Butterfly Fly Away

Student
Reagan Mulqueen
College(s)
Mendoza College of Business
Faculty Advisor
Brian Collier
Class Year
2020
Butterfly Garden

The goal of this capstone project is to enhance student learning through an integrated curriculum, focusing on religion, science, language arts, and math. By creating a curriculum to accompany the butterfly garden, the students, Assumption Catholic School first graders, will be encouraged to engage with nature, while associating their Catholic faith with the garden’s living creatures and all of earth’s environment.

A butterfly garden is an environment that attracts butterflies and creates an ecosystem fit for the butterfly to lay eggs, to find nourishment and shelter, and to support pollination. Butterfly gardens are important to schools, societies, and nature as a whole. For school communities, butterfly gardens can teach about flourishing ecosystems and habitats, exposing the valuable lesson of habitat management and environmental support through preservation and protection of the planet. Each student will form a unique bond with the butterfly garden, ideally learning to love and support the garden as well as the butterflies within the garden. For societies, butterfly gardens are important to prioritize sustainability by protecting the earth.

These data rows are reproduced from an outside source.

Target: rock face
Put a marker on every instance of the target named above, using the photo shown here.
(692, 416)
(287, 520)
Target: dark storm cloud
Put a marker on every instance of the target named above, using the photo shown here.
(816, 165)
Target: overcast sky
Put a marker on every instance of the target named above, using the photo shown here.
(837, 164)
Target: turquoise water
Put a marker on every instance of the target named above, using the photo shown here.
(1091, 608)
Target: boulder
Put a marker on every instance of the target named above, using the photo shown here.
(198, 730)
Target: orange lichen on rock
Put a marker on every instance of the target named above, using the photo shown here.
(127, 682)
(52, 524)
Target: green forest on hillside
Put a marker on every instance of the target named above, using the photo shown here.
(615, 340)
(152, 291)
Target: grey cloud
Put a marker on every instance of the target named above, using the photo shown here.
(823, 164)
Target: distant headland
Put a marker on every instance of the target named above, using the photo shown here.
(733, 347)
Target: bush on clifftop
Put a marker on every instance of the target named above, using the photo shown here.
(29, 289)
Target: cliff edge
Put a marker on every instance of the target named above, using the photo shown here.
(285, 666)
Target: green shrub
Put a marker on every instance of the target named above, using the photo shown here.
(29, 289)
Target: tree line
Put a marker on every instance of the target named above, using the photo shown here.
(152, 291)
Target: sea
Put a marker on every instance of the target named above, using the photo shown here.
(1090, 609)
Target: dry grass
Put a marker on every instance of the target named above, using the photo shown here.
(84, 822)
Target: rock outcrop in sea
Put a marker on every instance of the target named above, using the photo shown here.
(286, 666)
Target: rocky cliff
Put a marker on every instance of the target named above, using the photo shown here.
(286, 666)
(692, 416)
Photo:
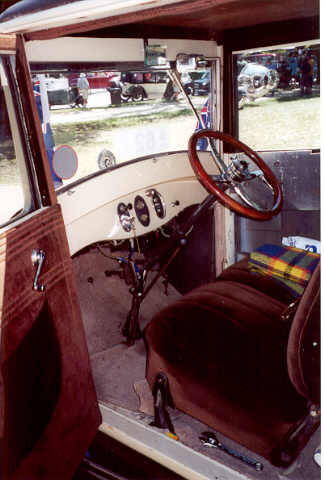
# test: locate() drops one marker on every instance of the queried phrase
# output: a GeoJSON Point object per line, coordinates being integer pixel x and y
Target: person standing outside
{"type": "Point", "coordinates": [83, 86]}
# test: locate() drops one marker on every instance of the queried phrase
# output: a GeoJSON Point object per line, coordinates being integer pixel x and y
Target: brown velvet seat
{"type": "Point", "coordinates": [235, 364]}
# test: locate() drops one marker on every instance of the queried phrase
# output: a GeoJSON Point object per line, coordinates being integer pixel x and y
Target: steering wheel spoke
{"type": "Point", "coordinates": [235, 176]}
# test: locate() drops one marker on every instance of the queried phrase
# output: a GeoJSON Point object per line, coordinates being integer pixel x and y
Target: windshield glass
{"type": "Point", "coordinates": [112, 117]}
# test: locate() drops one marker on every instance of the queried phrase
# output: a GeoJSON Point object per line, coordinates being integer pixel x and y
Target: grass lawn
{"type": "Point", "coordinates": [281, 123]}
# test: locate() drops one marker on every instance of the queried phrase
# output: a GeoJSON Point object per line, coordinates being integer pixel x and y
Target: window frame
{"type": "Point", "coordinates": [19, 137]}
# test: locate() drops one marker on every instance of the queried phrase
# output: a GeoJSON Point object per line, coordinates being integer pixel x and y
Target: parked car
{"type": "Point", "coordinates": [255, 81]}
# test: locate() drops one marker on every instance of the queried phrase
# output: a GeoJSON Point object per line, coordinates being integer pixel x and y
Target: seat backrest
{"type": "Point", "coordinates": [303, 352]}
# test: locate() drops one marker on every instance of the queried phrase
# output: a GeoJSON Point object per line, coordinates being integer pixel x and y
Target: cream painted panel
{"type": "Point", "coordinates": [77, 49]}
{"type": "Point", "coordinates": [70, 49]}
{"type": "Point", "coordinates": [90, 208]}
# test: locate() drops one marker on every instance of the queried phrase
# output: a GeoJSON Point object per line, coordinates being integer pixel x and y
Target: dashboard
{"type": "Point", "coordinates": [131, 199]}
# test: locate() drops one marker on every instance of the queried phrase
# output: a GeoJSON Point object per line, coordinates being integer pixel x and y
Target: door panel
{"type": "Point", "coordinates": [49, 409]}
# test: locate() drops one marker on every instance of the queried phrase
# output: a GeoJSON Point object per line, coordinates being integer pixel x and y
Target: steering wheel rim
{"type": "Point", "coordinates": [210, 185]}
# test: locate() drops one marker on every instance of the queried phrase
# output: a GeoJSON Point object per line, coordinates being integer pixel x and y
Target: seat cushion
{"type": "Point", "coordinates": [223, 348]}
{"type": "Point", "coordinates": [241, 272]}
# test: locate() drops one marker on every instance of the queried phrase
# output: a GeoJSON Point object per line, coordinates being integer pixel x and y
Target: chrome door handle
{"type": "Point", "coordinates": [37, 258]}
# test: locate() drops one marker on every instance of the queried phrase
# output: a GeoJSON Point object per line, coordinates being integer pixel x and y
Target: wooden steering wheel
{"type": "Point", "coordinates": [234, 176]}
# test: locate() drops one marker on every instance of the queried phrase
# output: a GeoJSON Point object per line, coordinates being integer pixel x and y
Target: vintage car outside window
{"type": "Point", "coordinates": [15, 196]}
{"type": "Point", "coordinates": [112, 117]}
{"type": "Point", "coordinates": [278, 94]}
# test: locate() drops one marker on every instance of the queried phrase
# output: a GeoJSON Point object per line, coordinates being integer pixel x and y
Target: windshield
{"type": "Point", "coordinates": [109, 118]}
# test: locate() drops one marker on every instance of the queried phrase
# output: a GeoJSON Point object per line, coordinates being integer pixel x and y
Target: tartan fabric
{"type": "Point", "coordinates": [290, 266]}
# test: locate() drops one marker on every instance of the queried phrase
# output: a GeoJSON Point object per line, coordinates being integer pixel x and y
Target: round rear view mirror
{"type": "Point", "coordinates": [65, 162]}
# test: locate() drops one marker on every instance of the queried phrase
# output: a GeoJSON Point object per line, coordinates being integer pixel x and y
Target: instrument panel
{"type": "Point", "coordinates": [141, 209]}
{"type": "Point", "coordinates": [130, 200]}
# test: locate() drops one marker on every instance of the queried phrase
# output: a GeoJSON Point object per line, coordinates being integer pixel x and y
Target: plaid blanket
{"type": "Point", "coordinates": [290, 266]}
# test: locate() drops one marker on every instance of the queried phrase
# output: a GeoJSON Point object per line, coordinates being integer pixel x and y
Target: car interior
{"type": "Point", "coordinates": [202, 326]}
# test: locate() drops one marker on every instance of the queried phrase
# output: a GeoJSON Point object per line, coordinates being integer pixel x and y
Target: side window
{"type": "Point", "coordinates": [14, 199]}
{"type": "Point", "coordinates": [109, 118]}
{"type": "Point", "coordinates": [278, 95]}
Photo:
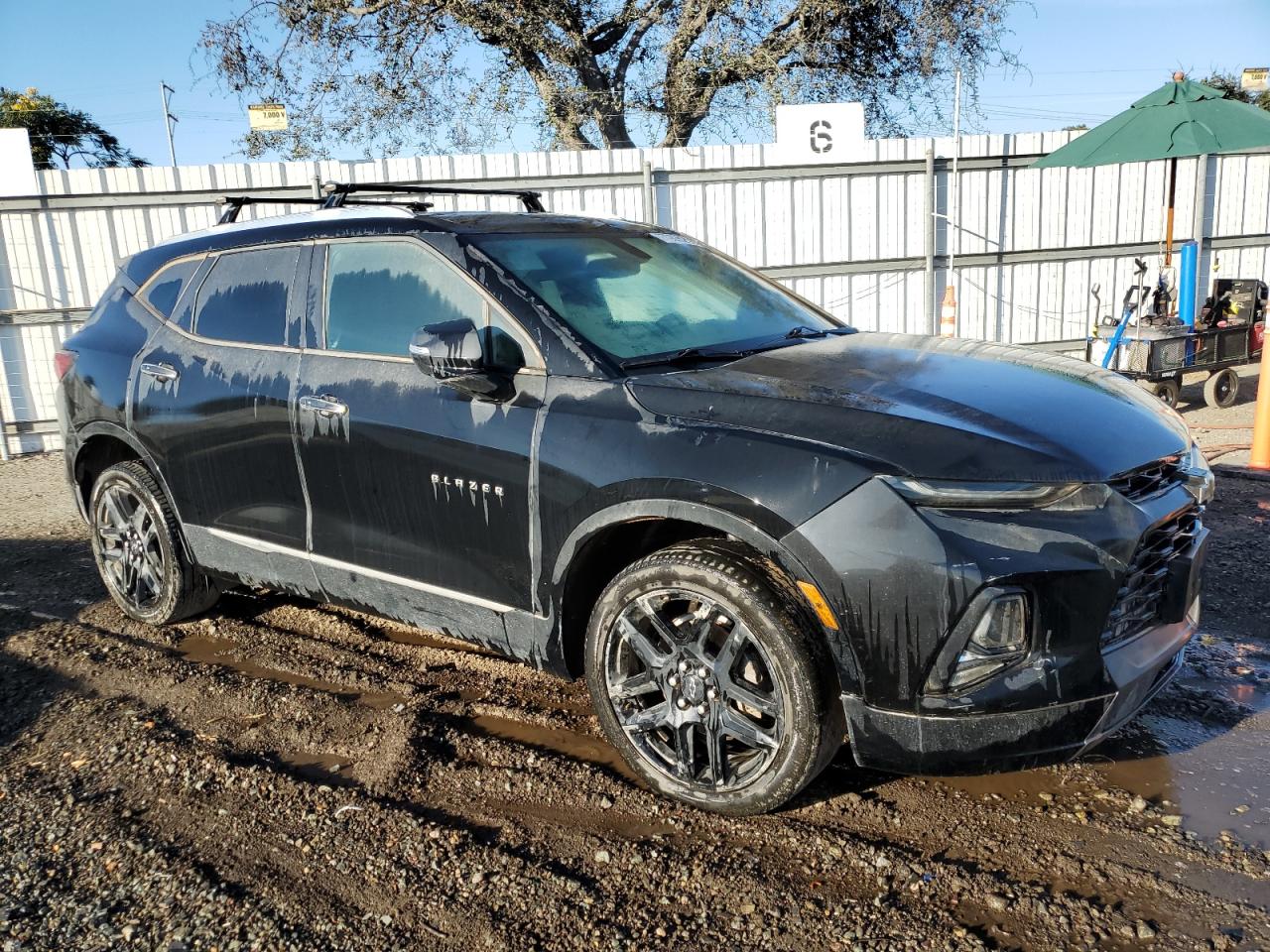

Every action causes a reaction, and stewardship for the garden and the earth will ensure the understanding of how creatures interact with plants to pollinate the environment around humans. Along with the human benefits, butterfly gardens are of paramount importance to butterflies themselves for survival. This perspective, however, may not always be shared by the school itself when there are difficulties the school must initially overcome.

Schools attempting to implement a butterfly garden may face impediments to starting the project due to a lack of resources, a lack of funding, or even a lack of drive to complete the project. If the motivation to support the garden and butterflies is not present, the above-mentioned benefits will not be met. In this case, the butterfly effect will ensue, both figuratively and literally. The butterfly effect is where something that seems small affects something else much larger, which in this case refers to an unsuccessful garden failing, and therefore, causing the butterfly pollinators to fail at their job as well. As God’s creatures, butterflies are as important as human life with their purpose to pollinate and bring beauty and cohesion to all ecosystems. The butterfly’s dedication to hope, diversity, and growth truly create a beauty that should be protected by all, beginning with the education of students in elementary schools.